Verbo ´googlear´: a questão da cobrança de faltas e a lapidação


O jornal O Globo deu como descoberta da pólvora: rareiam os gols decorrentes de cobranças de faltas. Céus. Que notícia! Faltou só o repórter escrever o texto com foto dele atrás de uma barreira.

Eis aí um problema bem atual, não o da falta de gols: o problema de, antes de escrever uma matéria, dar um google. Ou seja, googlear... Há gente que já pesquisou? Tem pessoas que já escreveram sobre isso?

Aqui mesmo no Jus Azul, escrevi duas vezes. E em outros veículos. O problema da ausência de bons cobradores de faltas. Falava disso com o falecido Beto Campos. Outro dia aconselhei o seu filho, William Campos, técnico iniciante e já campeão gaúcho pelo Santa Cruz, o Galo Carijó: treine cobranças de faltas!

Em O Globo esse assunto foi pautado. Faltou só proporem a extinção da barreira. Aliás, lembro que, há muitos anos, a FIFA, preocupada com a falta de gols, propôs o aumento da goleira...

À época, escrevi uma carta aos dirigentes fifenses,  fazendo uma proposta alternativa: em vez de aumentar a goleira, por que não proibir goleiros com mais de 1m60 de altura? Sarcástica a minha proposta. Mas para combater bizarrices, nada melhor do que o sarcasmo.

A questão dos cobradores de faltas, raça em extinção, se deve aos novos “professores” que tratam da preparação física. Já não se treina cobrança de faltas. Ah, pode sobrecarregar o joelho... Ah, pode acelerar lesões... Ah, vão se afumentar.
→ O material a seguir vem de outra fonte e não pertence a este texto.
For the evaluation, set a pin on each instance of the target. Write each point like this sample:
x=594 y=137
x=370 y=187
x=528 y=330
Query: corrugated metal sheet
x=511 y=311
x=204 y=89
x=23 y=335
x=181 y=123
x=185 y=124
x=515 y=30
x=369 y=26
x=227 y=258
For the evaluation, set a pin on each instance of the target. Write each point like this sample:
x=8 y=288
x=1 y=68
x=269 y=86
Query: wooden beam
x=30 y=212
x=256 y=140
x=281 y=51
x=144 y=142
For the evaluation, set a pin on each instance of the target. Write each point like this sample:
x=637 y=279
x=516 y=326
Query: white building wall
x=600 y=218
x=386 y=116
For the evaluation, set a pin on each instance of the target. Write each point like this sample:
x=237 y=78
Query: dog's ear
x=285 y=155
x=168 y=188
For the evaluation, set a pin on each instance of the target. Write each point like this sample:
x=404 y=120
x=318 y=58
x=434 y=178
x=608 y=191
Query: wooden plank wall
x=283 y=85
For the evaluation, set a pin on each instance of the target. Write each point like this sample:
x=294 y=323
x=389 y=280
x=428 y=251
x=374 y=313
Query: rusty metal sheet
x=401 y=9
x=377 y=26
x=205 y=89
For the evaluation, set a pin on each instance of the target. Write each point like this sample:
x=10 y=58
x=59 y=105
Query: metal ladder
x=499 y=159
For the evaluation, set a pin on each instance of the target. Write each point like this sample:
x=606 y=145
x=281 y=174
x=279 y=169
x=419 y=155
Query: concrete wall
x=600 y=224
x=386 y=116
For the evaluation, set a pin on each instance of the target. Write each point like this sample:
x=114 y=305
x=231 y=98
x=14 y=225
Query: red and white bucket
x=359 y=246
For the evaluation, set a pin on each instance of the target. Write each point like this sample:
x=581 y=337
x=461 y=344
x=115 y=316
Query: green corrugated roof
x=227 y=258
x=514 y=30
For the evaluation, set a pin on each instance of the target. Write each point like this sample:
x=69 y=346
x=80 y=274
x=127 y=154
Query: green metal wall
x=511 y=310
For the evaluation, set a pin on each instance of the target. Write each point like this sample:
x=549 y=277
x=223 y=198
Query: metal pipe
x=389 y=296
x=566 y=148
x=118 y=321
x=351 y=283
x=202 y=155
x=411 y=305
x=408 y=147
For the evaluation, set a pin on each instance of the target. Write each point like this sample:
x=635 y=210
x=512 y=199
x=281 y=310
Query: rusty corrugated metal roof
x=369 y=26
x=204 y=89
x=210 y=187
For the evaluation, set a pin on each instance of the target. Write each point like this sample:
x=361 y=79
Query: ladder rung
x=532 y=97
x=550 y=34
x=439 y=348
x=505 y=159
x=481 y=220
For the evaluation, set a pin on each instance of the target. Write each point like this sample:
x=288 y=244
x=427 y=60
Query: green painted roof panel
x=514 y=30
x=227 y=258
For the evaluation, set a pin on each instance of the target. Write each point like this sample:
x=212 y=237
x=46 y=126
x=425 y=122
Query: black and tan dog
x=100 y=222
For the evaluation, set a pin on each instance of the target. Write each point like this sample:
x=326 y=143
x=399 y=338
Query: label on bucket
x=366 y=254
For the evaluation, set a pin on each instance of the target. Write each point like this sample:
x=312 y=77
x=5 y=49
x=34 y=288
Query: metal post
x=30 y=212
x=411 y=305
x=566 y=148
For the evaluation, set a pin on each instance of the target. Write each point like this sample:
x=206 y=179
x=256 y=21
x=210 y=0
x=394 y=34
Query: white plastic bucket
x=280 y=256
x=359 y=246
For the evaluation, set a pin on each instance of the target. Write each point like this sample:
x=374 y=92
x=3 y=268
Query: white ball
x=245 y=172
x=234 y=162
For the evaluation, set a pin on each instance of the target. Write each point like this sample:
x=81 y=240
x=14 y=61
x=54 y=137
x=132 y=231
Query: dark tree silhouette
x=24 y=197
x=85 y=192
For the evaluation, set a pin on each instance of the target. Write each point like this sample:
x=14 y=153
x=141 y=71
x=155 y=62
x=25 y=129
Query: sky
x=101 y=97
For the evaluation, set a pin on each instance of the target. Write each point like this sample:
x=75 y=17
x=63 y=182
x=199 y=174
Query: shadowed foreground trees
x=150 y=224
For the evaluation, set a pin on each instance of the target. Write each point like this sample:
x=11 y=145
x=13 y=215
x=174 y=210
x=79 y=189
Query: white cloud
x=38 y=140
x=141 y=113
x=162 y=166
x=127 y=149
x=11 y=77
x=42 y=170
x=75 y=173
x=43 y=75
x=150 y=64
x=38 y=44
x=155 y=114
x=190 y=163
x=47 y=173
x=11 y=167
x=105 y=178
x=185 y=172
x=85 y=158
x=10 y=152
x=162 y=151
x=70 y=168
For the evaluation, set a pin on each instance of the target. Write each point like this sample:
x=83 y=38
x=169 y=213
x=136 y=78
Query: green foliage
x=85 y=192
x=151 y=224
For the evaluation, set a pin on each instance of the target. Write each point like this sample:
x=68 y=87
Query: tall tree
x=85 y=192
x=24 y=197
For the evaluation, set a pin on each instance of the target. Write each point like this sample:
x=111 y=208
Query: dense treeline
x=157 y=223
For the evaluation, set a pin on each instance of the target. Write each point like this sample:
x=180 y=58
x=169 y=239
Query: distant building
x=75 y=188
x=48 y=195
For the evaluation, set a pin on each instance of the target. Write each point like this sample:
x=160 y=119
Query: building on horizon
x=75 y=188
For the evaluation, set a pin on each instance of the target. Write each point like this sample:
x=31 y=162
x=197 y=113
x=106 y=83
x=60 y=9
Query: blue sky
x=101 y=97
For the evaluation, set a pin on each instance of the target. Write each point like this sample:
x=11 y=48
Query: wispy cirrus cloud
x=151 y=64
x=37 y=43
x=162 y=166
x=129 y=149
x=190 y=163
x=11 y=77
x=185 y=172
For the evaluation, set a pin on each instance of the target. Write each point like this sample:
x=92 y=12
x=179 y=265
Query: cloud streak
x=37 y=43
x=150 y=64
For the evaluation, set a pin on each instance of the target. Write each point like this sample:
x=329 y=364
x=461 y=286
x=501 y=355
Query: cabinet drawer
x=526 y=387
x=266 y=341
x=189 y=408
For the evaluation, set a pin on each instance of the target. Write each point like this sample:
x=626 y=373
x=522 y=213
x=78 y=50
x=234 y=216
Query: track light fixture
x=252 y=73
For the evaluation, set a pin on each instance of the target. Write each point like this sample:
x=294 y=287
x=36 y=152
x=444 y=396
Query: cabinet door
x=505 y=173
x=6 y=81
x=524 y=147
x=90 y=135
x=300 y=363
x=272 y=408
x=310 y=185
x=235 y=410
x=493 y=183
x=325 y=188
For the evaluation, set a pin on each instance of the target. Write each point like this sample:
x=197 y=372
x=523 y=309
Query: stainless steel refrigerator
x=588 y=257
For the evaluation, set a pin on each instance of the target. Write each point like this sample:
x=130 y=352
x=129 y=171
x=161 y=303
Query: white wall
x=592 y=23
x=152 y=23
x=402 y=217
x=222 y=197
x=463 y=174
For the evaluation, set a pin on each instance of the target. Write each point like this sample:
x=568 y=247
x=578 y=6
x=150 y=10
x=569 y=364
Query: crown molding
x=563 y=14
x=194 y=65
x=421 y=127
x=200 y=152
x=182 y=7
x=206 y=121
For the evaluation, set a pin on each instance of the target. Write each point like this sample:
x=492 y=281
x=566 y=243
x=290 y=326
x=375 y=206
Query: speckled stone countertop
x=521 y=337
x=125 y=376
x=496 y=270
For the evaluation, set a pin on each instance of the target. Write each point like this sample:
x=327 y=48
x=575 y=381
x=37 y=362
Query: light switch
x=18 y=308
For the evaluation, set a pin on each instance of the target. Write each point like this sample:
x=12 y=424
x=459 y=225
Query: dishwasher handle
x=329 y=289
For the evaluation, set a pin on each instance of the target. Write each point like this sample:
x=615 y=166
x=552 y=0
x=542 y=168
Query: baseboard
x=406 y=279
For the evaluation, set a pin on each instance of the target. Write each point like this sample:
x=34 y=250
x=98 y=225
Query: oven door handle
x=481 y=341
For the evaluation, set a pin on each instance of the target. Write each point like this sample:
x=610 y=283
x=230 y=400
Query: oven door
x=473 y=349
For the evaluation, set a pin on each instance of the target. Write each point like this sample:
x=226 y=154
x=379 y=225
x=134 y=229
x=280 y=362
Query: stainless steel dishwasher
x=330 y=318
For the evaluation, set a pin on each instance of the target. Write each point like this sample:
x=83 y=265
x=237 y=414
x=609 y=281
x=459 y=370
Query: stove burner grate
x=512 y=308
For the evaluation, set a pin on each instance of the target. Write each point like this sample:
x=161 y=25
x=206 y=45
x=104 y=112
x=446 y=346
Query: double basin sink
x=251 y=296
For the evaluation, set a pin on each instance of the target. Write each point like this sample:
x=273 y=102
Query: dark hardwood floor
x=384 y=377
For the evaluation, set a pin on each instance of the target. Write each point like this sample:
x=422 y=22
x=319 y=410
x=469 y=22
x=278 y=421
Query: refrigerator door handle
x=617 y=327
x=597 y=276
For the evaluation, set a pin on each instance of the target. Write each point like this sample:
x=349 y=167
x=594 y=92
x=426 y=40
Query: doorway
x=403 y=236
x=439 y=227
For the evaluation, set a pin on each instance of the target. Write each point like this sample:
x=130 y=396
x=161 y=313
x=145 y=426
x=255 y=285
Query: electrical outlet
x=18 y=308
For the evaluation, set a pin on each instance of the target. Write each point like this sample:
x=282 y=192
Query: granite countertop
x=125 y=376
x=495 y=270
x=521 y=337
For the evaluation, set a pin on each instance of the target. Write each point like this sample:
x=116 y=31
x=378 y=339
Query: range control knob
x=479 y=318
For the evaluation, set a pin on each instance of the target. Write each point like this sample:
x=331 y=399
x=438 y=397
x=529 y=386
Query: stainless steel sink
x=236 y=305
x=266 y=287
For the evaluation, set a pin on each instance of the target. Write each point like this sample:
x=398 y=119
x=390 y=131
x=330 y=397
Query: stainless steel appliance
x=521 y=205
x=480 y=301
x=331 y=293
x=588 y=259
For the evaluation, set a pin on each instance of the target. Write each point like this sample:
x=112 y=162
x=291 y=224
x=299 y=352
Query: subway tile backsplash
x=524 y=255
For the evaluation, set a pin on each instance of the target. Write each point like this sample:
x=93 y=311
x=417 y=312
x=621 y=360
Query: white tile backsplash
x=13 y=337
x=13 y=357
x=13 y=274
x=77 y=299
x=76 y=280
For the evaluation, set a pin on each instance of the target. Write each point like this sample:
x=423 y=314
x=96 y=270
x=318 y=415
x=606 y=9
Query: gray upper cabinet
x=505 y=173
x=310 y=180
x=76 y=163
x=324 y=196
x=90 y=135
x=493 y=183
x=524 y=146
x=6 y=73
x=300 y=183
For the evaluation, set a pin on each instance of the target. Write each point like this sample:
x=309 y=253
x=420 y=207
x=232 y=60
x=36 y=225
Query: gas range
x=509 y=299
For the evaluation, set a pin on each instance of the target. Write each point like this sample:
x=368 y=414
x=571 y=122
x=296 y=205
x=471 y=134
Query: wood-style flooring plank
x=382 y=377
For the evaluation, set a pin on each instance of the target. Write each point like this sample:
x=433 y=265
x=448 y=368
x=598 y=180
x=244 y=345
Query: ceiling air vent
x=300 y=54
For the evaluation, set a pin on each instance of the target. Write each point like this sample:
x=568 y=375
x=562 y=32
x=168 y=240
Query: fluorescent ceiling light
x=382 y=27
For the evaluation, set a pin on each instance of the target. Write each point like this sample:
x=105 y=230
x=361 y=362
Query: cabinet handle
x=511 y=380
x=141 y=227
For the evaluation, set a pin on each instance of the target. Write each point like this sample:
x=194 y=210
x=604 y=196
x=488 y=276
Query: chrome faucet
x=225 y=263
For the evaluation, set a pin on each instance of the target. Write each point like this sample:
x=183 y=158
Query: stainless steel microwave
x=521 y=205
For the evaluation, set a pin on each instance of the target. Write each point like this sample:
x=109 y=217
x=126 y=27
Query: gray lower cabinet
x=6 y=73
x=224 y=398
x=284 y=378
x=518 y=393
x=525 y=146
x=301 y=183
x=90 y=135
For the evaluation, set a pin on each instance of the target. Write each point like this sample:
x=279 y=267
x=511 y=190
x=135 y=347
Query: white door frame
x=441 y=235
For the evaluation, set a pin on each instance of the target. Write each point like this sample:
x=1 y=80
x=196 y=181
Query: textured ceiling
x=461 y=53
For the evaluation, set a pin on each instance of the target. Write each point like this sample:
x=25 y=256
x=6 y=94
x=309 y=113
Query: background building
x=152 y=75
Perguntem aos grandes cobradores de faltas como fizeram para bem cobrar faltas? Treinaram. Depois do treino, ficavam até a noitinha. Usando barreiras de madeira.

Hoje é tudo controlado por computador. Fisiatras. Planilhas. Tablets. Treinar que é bom, nem falar. E ninguém fica treinando nem cruzamentos para a área. Por que será que agora virou moda cobrar escanteio para um colega ao lado? Por que já não sabem cruzar uma bola que não seja no primeiro pau, com o que iniciam o contra-ataque?

Outra coisa que virou moda: ah, a bola é que tem de correr. Concordo. Mas isso não quer dizer que tem de ficar tocando a bola para trás. Quantos gols surgem de bola roubada?

Ainda: goleiro nos pênaltis tem a mania de querer adivinhar o canto. Desastre. Por isso os goleiros do Grêmio não pegam pênaltis. Pelé dizia: goleiro que quer adivinhar o canto diminui em mais da metade as chances de pegar um pênalti.

E assim vai o futebol. Gol de falta virou material de luxo. Tiger Woods tem uma frase: “Quanto mais eu treino, mais eu venço”. Bingo. Elementar.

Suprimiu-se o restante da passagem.